BACKGROUND
Highly detailed and invasive clinical investigations are needed to stratify haematuria patients with no disease, benign disease, and malignant disease. Due to the heterogeneity in the patient population and wide range of potential causes of haematuria, possibility to indicate patient-specific biomarkers could improve and speed up diagnostic process, which is crucial for patients with suspected cancer.
OBJECTIVE
We developed a new algorithm to identify risk of bladder cancer in haematuria patients by analyzing multiple urine and serum biomarkers and identifying the most significant using complex network theory.
METHODS
We analyzed data collected in the HABIO case – control study of haematuria patients, containing 675 participants (190 females, 485 males) aged between 40 and 80 years. In the study, we used the initial analysis pipeline of our Self-Supervised Semantic Learning (3SL) framework grounded on the complex network theory to stratify participants into two groups: healthy (with no clear cause of haematuria) or sick (with bladder cancer, infection etc.). We compared our model sensitivity and specificity with logistic regression and binary decision tree outcomes. To assess model performance, we used balanced accuracy to account for imbalance between the number of healthy and sick participants in the dataset. Additionally, to assess how linearly separable the biomarkers were, we applied k-means clustering.
RESULTS
Our modelling outperformed logistic regression and binary decision trees obtaining balance accuracies of 0.693 (females) and 0.715 (males) vs 0.621 (females) and 0.533 (males) for logistic regression and 0.570 (females) and 0.597 (males) for binary trees.

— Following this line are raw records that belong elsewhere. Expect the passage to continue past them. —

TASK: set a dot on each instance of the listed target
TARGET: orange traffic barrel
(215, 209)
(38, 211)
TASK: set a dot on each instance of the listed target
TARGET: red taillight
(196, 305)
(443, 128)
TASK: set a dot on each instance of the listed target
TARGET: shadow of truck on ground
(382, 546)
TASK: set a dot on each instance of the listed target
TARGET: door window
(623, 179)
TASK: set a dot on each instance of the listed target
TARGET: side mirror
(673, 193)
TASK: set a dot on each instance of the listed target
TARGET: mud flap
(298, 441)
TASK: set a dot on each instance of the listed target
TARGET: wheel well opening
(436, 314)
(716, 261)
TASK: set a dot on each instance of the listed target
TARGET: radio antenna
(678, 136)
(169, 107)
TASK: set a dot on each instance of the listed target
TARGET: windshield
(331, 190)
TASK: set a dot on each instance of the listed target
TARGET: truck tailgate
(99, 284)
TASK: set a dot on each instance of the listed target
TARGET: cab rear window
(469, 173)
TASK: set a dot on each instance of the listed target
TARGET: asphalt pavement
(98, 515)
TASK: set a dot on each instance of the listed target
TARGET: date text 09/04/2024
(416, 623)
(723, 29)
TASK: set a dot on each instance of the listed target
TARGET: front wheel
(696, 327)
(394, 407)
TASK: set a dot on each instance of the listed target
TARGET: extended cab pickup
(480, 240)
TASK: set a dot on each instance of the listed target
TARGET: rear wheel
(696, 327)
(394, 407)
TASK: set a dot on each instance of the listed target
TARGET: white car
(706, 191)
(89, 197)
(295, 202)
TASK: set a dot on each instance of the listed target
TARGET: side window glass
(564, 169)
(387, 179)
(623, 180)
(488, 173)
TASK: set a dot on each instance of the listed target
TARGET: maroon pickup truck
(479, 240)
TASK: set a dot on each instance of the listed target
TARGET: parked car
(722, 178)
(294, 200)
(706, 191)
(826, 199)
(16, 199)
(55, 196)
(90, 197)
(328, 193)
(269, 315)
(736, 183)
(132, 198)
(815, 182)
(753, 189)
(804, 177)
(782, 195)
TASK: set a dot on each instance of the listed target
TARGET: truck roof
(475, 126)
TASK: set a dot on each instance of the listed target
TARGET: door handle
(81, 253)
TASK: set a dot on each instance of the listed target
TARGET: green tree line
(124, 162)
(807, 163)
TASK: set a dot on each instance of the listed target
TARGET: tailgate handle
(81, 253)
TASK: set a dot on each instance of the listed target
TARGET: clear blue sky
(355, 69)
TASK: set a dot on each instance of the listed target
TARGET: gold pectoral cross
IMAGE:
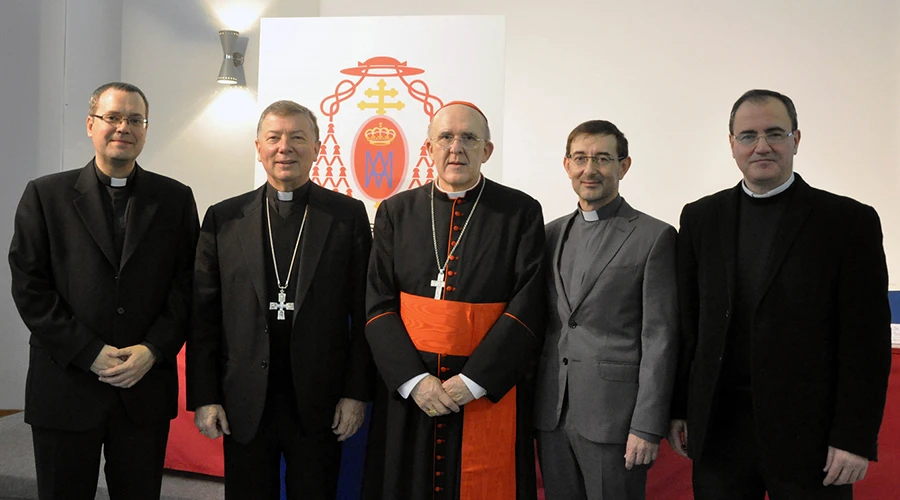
(438, 284)
(281, 305)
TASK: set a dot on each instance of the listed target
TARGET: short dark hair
(759, 96)
(599, 127)
(286, 108)
(126, 87)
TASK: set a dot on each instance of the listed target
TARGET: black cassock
(497, 266)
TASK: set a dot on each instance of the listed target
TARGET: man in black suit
(785, 351)
(276, 357)
(101, 264)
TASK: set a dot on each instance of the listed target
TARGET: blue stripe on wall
(894, 297)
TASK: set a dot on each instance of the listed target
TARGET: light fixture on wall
(232, 69)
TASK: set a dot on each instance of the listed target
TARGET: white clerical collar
(589, 215)
(780, 189)
(456, 194)
(603, 212)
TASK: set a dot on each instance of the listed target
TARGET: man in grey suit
(605, 377)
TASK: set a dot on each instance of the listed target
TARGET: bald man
(455, 314)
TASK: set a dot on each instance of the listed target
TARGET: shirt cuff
(474, 388)
(86, 357)
(410, 384)
(157, 356)
(646, 436)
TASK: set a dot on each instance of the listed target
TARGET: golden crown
(380, 135)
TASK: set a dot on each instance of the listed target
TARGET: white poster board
(374, 83)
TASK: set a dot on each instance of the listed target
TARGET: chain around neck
(287, 278)
(437, 257)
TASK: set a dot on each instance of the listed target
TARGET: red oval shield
(379, 157)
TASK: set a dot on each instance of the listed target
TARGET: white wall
(52, 56)
(200, 132)
(666, 74)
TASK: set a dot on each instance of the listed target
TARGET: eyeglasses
(599, 160)
(115, 120)
(774, 137)
(444, 141)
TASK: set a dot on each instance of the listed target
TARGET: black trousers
(253, 470)
(732, 468)
(68, 462)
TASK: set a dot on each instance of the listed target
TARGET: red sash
(489, 430)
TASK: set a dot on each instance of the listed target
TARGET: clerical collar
(299, 195)
(604, 212)
(780, 189)
(456, 194)
(115, 182)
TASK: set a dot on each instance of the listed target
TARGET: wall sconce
(232, 64)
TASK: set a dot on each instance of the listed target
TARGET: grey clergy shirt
(585, 233)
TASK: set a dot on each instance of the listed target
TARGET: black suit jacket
(820, 331)
(228, 346)
(74, 296)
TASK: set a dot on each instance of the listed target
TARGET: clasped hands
(436, 398)
(123, 367)
(349, 414)
(841, 467)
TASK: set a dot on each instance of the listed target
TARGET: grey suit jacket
(615, 344)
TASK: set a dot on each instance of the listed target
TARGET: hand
(639, 452)
(430, 396)
(136, 362)
(844, 467)
(348, 417)
(211, 421)
(678, 437)
(104, 361)
(458, 390)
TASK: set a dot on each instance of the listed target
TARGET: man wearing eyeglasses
(455, 322)
(604, 381)
(785, 348)
(101, 261)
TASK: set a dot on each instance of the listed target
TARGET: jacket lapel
(792, 220)
(557, 278)
(251, 234)
(142, 209)
(620, 228)
(728, 221)
(312, 242)
(90, 208)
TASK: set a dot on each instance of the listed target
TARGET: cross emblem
(381, 106)
(281, 305)
(438, 284)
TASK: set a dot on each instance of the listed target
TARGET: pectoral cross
(281, 305)
(438, 285)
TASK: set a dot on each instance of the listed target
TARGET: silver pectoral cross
(438, 284)
(281, 305)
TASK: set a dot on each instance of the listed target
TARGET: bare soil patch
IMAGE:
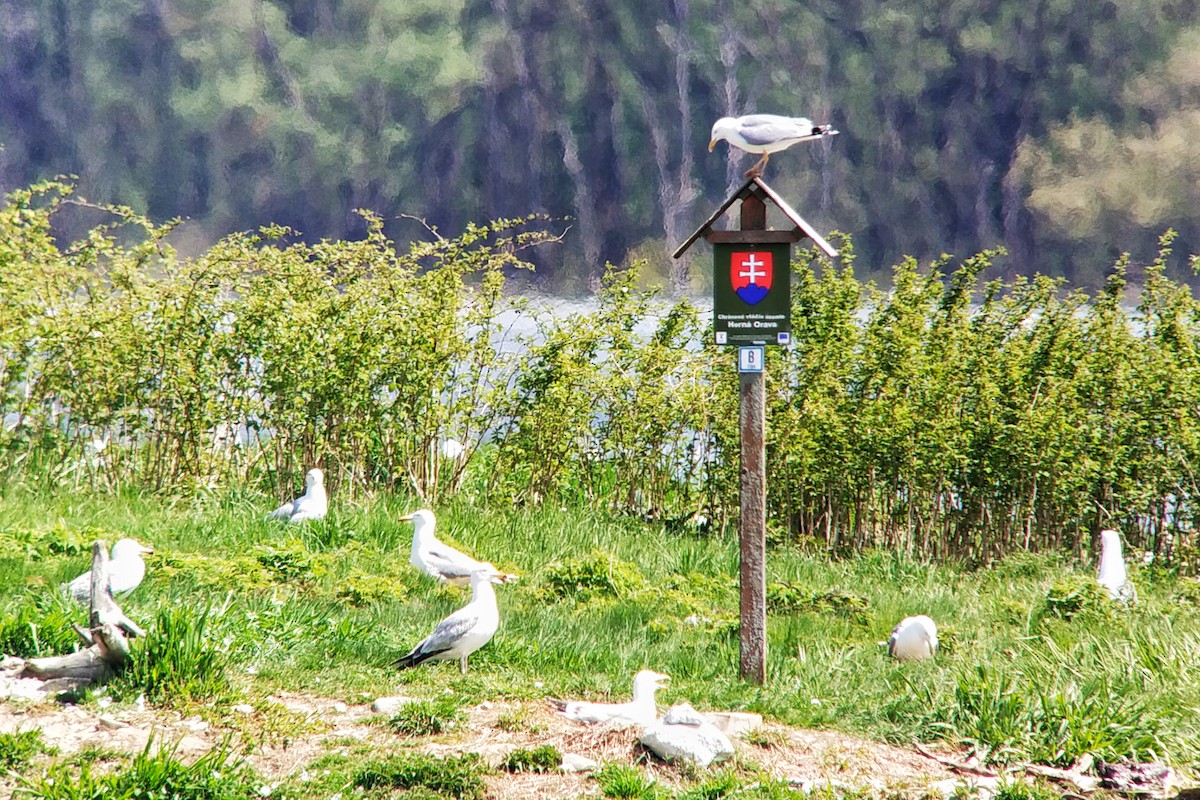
(317, 726)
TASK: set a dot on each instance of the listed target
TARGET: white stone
(682, 734)
(733, 723)
(576, 763)
(390, 704)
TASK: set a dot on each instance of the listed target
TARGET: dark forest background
(1065, 131)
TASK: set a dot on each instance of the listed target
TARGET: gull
(311, 505)
(125, 572)
(913, 639)
(439, 560)
(465, 631)
(766, 133)
(641, 710)
(1113, 573)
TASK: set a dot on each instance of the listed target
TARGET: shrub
(597, 575)
(426, 717)
(460, 777)
(623, 782)
(179, 662)
(17, 750)
(214, 776)
(540, 759)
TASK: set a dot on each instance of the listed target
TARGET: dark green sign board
(753, 294)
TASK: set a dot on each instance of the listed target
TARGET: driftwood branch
(108, 647)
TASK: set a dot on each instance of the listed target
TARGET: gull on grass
(438, 559)
(1113, 573)
(462, 632)
(313, 504)
(766, 133)
(913, 639)
(125, 571)
(641, 710)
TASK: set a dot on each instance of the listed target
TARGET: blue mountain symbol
(753, 293)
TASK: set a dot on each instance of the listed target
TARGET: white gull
(462, 632)
(313, 504)
(641, 710)
(125, 571)
(438, 559)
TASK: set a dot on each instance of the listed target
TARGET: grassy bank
(1035, 663)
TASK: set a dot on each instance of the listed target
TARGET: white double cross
(753, 274)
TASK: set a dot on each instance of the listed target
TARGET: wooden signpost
(751, 308)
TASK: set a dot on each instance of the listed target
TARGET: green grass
(1032, 663)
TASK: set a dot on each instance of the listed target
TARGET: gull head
(648, 681)
(129, 548)
(723, 128)
(423, 521)
(483, 577)
(1110, 543)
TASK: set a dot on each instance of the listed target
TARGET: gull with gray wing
(462, 632)
(766, 133)
(438, 559)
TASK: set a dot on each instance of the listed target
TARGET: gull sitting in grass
(1113, 572)
(439, 560)
(125, 572)
(465, 631)
(641, 710)
(913, 639)
(313, 504)
(766, 133)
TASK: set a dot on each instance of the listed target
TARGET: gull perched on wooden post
(913, 639)
(465, 631)
(313, 504)
(641, 710)
(766, 133)
(438, 559)
(125, 571)
(1113, 573)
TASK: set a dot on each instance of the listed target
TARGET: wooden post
(753, 524)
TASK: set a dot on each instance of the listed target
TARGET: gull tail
(413, 659)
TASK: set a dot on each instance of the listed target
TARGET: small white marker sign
(750, 359)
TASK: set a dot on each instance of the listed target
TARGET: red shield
(750, 275)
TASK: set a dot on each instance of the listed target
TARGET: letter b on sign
(750, 359)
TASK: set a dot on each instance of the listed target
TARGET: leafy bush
(426, 717)
(784, 596)
(540, 759)
(460, 777)
(1074, 594)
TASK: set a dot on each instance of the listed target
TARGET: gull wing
(769, 128)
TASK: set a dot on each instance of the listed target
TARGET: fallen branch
(108, 647)
(972, 765)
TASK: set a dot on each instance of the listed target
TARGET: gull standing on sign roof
(311, 505)
(766, 133)
(465, 631)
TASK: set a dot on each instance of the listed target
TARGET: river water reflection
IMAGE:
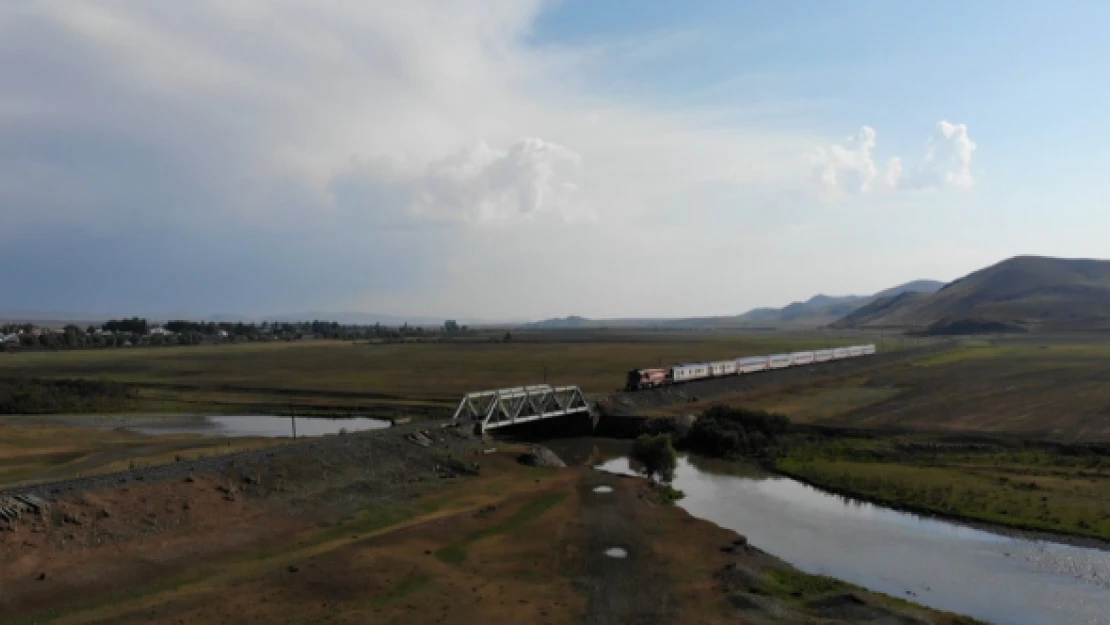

K-means clustering showed that the distribution of the biomarkers did not match clear macro-patterns. For the sick population (both genders) the most significant biomarkers were previously associated with infectious diseases and inflammation (thrombomodulin, sTNFRII and osmolarity) or bladder cancer (IL-8, TGF-β). Additionally, CXCL16, midkine, clusterin, CEA, 8-OHdG were previously described in the literature as a potential biomarker for urinary tract cancers.
CONCLUSIONS
In the study we applied a new algorithm to improve diagnosis of haematuria in study participants. The algorithm performs better than currently widely applied methods (logistic regression, binary trees, k-means clustering). Additionally, applying 3SL algorithm we identified biomarkers most relevant for the specific group of patients and dependencies between those biomarkers. We hope that our results can guide further research and provide new personalised diagnostic tools directly tailored to individual patients' needs.
CLINICALTRIAL
Ethical approval was obtained from the Office of Research Ethics Committee Northern Ireland (11/NI/0164).